Introduction: Hypoplastic left heart syndrome (HLHS) is a rare congenital cardiac defect in which systemic circulation is dependent on right ventricular output. The Fontan procedure creates a pathway for blood to circulate directly into the lung, which ultimately results in persistent shunt physiology. The complex hemodynamic physiology that arises is especially challenging in critically ill patients, where adequate oxygenation is of utmost importance. Inhaled pulmonary vasodilators such as epoprostenol (EPO) can selectively reduce pulmonary vascular resistance (PVR), improve ventilation-perfusion matching, and optimize systemic oxygen delivery.
Description: 32-year-old male with HLHS status post-Fontan presented with progressive dyspnea following a week of nausea and vomiting. He transitioned from an oxymizer to high-flow nasal cannula (40 L/min, FiO₂ 1.0), then to BiPAP (12/5, FiO₂ 1.0), but remained hypoxic. ABG on BiPAP showed PaO₂ 50 mmHg. He was intubated for worsening respiratory failure, but oxygenation declined with PEEP of 8 cm H₂O (PaO₂ 54 mmHg on FiO₂ 0.8, SpO₂ 92.5%), likely due to impaired pulmonary blood flow from elevated intrathoracic pressure. Inhaled epoprostenol was initiated, resulting in marked improvement in oxygenation. The patient was weaned to HFNC with epoprostenol, then transitioned as low as HFNC 30L/ .45 FIO2 and transferred to a congenital heart center for further management.

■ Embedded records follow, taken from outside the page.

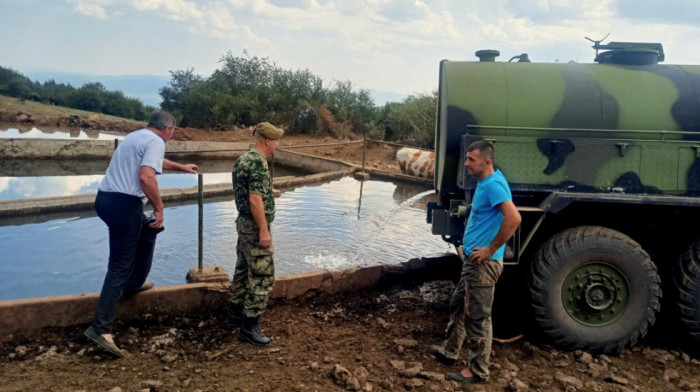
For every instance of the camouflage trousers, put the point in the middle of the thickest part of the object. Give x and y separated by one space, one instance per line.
254 277
470 314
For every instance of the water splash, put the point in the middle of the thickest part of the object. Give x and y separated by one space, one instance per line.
381 224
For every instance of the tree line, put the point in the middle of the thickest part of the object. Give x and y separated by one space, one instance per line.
246 90
93 97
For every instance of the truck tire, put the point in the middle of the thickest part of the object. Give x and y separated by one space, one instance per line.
686 278
594 289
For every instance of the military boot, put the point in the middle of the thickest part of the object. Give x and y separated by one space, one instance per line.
250 332
235 316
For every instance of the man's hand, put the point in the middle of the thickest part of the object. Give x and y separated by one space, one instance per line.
158 223
265 239
480 254
190 168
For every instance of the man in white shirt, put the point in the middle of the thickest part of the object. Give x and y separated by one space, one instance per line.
130 182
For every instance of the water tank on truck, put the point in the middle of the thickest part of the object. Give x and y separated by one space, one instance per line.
603 161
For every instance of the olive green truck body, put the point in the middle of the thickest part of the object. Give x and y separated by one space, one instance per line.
603 161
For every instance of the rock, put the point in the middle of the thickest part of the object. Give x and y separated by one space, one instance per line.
585 358
340 375
685 358
412 370
432 376
352 384
671 374
515 385
593 386
386 384
406 342
595 370
152 384
616 379
21 350
398 365
383 323
413 383
361 374
685 385
568 380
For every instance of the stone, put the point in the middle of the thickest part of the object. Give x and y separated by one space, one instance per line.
568 380
406 342
671 375
585 358
612 378
593 386
386 384
432 376
383 323
413 383
152 384
21 350
361 374
411 372
340 375
352 384
398 365
515 385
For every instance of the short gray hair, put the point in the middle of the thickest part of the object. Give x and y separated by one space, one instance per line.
161 120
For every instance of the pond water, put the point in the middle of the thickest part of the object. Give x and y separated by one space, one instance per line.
74 134
24 179
335 225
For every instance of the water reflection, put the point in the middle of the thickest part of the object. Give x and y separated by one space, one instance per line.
73 134
316 227
23 179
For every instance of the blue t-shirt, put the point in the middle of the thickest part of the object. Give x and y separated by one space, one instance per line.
485 218
139 148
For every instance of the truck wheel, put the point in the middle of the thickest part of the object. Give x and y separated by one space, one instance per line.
594 289
686 278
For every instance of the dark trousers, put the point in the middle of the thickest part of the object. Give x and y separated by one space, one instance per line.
131 244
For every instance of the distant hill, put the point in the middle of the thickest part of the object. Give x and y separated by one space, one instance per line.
142 87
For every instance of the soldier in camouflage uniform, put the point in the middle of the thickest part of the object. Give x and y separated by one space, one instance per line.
254 277
492 221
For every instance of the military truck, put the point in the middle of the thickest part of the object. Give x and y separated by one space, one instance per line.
603 160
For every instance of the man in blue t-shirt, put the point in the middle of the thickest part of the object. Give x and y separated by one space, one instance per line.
492 221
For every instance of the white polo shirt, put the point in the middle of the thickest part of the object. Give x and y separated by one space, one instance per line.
139 148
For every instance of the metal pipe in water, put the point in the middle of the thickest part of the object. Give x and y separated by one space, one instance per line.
200 201
364 150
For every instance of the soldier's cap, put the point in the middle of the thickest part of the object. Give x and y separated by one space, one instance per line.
269 131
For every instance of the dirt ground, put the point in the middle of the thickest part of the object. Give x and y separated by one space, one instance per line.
376 341
370 341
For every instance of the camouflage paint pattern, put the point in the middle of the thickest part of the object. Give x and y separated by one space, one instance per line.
575 127
254 277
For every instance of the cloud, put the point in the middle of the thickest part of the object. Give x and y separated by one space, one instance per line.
664 12
91 8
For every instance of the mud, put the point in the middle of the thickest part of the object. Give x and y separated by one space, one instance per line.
372 341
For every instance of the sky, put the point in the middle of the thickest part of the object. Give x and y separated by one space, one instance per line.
385 45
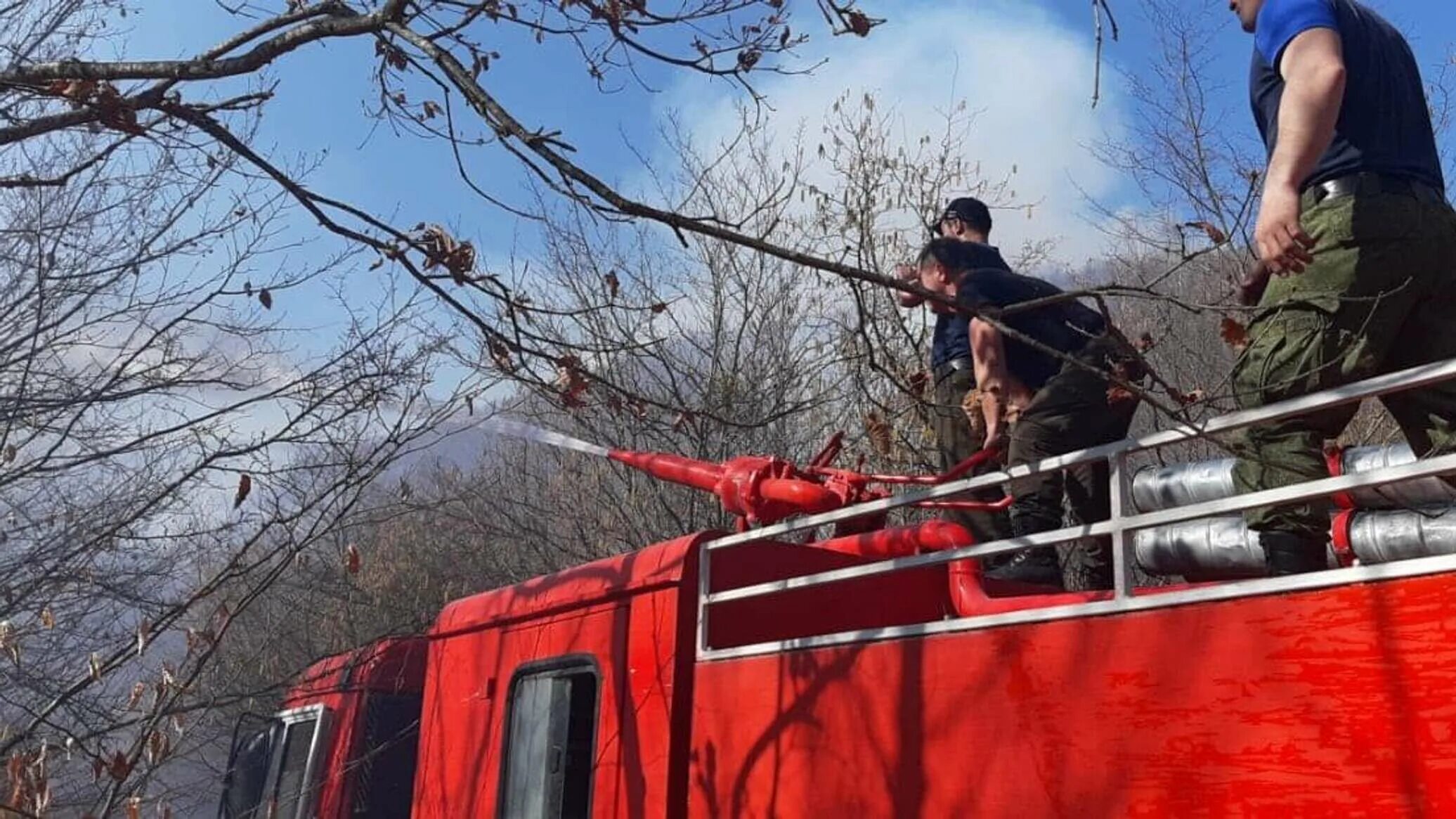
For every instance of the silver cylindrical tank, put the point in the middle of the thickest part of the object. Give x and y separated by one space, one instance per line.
1424 491
1226 548
1385 536
1214 547
1181 484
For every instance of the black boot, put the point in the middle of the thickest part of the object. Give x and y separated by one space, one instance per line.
1290 554
1033 567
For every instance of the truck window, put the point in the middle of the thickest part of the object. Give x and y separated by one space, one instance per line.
290 793
385 763
550 742
248 767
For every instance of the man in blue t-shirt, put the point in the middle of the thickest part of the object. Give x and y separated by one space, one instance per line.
1356 228
967 221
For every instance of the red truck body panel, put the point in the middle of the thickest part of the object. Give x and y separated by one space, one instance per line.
1324 703
341 685
1328 702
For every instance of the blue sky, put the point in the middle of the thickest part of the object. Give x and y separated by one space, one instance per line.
1024 65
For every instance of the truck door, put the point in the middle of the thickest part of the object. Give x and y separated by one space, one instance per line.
551 740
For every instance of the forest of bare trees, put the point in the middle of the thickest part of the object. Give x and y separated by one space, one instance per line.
201 490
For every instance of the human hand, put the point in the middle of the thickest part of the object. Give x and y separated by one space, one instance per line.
907 273
1254 283
1279 236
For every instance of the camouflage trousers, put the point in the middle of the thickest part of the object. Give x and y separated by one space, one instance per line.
958 441
1379 296
1075 410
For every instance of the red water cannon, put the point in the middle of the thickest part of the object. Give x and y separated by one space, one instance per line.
762 490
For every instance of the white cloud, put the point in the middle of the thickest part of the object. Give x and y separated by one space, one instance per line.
1027 77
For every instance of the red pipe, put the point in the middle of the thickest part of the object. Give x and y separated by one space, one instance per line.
929 536
802 496
1336 461
668 467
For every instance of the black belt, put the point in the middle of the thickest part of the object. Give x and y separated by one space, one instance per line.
1375 184
944 369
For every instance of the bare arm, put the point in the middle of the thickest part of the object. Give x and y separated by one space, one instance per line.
999 388
1313 72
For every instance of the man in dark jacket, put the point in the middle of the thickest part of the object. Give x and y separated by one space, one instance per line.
1356 228
966 221
1040 400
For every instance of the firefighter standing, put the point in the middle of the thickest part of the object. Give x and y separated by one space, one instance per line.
1356 228
1056 404
967 221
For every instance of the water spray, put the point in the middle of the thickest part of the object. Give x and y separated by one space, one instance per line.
760 490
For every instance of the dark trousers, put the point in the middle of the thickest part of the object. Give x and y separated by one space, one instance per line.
1070 411
958 441
1378 297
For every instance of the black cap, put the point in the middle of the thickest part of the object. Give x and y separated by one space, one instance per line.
970 210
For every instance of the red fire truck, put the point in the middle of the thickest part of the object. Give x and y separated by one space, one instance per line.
873 672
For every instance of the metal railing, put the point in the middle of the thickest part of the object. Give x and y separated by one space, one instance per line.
1122 525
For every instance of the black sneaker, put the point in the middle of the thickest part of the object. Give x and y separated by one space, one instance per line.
1290 554
1033 567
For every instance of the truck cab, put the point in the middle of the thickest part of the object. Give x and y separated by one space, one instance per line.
342 744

Discussion: In Fontan patients, positive pressure ventilation can worsen oxygenation by impeding passive pulmonary blood flow and increasing right-to-left shunting. Inhaled epoprostenol improves V/Q matching by reducing PVR and enhancing pulmonary flow without systemic vasodilation. This case demonstrates the utility of epoprostenol as a rescue strategy for refractory hypoxemia in adults with complex congenital heart disease. Recognition of unique physiologic interactions in this population is crucial for individualized management in the ICU.